A polar bear named Andy is in trouble, and he needs our help. When he was not yet full-grown, Andy was fitted with a tracking collar by researchers. As he has grown, the collar has malfunctioned — it stopped transmitting a signal, and, last month, a photographer captured a photo of Andy with evident trauma around his neck from the extremely tight collar with a release mechanism that has clearly failed. Andy’s life is at risk.
US and Canadian authorities were alerted to Andy’s situation, but so far no one is taking action or claiming responsibility for the collaring. Evidence suggests that it was likely the University of Alberta that placed the collar on Andy, yet all they have said in response to recent public pressure to help him is “options to find the bear are being examined.”

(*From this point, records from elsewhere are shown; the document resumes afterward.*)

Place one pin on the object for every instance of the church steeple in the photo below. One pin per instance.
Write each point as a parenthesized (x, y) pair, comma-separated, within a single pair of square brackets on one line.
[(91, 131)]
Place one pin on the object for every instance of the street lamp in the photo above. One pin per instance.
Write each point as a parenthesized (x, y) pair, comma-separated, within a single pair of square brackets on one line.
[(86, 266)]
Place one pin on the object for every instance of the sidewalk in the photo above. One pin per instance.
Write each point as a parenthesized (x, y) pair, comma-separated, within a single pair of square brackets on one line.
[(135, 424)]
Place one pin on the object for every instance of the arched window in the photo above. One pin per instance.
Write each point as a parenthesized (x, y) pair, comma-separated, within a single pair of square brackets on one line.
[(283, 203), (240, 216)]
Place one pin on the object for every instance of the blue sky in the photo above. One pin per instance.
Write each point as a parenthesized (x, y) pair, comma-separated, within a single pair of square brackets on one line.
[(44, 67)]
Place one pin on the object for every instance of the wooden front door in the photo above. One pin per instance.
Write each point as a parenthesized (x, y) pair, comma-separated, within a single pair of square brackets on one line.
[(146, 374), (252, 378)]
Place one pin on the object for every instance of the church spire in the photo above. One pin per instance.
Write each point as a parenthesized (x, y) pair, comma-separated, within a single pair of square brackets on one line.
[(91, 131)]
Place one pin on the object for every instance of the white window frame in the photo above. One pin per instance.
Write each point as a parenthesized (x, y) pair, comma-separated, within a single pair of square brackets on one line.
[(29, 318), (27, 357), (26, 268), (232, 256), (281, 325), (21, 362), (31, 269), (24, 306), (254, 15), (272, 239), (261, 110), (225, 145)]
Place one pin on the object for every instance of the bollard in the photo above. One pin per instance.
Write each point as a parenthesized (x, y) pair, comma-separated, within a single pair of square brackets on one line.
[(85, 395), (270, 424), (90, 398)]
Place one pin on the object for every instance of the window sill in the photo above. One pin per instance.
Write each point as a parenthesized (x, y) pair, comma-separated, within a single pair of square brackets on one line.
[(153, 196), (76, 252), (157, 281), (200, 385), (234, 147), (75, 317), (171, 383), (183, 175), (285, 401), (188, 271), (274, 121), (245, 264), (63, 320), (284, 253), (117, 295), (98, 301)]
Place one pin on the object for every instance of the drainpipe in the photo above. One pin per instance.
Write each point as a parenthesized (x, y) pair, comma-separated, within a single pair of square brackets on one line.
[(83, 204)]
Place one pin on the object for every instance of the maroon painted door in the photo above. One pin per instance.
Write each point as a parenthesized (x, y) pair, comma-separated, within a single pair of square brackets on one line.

Time is running out, and we need to take real action. We are calling on the University of Alberta to immediately institute an active search for Andy, so they can remove the collar and provide all necessary treatment to ensure his well-being.
Locals in the area of Alaska where Andy was last seen have complained about polar bears with too-tight collars for years. Complications from collaring occur far too often, as the collaring process involves stressful chases, harmful sedation, and sometimes causes death. Collaring of polar bears is invasive and dangerous and there are simply far too few of this majestic species left to play with their lives.
It is true that Andy is just one polar bear, and scientists may see his plight as “collateral damage” in the interest of research for the good of all polar bears. But there is no justification for his strangulation, and research institutes that endeavor to capture and collar threatened species must be held responsible for their health and well-being.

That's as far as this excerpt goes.